Comúnmente, si al entrar de noche encontraba despiertas a las dos mujeres, echaba un parrafito con ellas, corto con Saturna, a quien mandaba que se acostara, largo con Tristana. Pero llegó un tiempo en que casi siempre entraba silencioso y de mal talante, y se metía en su cuarto, donde la cautiva infeliz tenía que oír y soportar sus clamores por la tos persistente, por el dolor reumático o la sofocación del pecho. Renegaba D. Lope y ponía el grito en el cielo, cual si creyese que Naturaleza no tenía ningún derecho a hacerle padecer, o si se considerara mortal predilecto, relevado de las miserias que afligen a la humanidad. Y para colmo de desdichas, veíase precisado a dormir con la cabeza envuelta en un feo pañuelo, y su alcoba apestaba de los menjurjes que usar solía para el reuma o el romadizo.

Pero estas menudencias, que herían a don Lope en lo más vivo de su presunción, no afectaban a Tristana tanto como las fastidiosas mañas que iba sacando el pobre señor, pues al derrumbarse tan lastimosamente en lo físico y en lo moral dio en la flor de tener celos. El que jamás concedió a ningún nacido los honores de la rivalidad, al sentir en sí la vejez del león se llenaba de inquietudes y veía salteadores y enemigos en su propia sombra. Reconociéndose caduco, el egoísmo le devoraba, como una lepra senil, y la idea de que la pobre joven le comparase, aunque sólo mentalmente, con soñados ejemplares de belleza y juventud, le acibaraba la vida.
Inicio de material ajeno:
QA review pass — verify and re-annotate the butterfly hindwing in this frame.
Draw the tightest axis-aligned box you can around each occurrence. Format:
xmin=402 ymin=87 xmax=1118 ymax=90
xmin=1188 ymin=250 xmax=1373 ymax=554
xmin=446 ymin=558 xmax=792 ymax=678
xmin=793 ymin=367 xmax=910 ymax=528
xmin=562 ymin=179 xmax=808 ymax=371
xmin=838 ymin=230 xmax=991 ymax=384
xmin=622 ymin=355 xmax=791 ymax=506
Su buen juicio, la verdad sea dicha, no le abandonaba enteramente, y en sus ratos lúcidos, que por lo común eran por la mañana, reconocía toda la importunidad y sinrazón de su proceder y procuraba adormecer a la cautiva con palabras de cariño y confianza.

Poco duraban estas paces, porque al llegar la noche, cuando el viejo y la niña se quedaban solos, recobraba el primero su egoísmo semítico, sometiéndola a interrogatorios humillantes, y una vez, exaltado por aquel suplicio en que le ponía la desproporción alarmante entre su flacidez enfermiza y la lozanía de Tristana, llegó a decirle: «Si te sorprendo en algún mal paso, te mato, cree que te mato. Prefiero terminar trágicamente a ser ridículo en mi decadencia. Encomiéndate a Dios antes de faltarme. Porque yo lo sé, lo sé; para mí no hay secretos; poseo un saber infinito de estas cosas y una experiencia y un olfato... que no es posible pegármela, no es posible».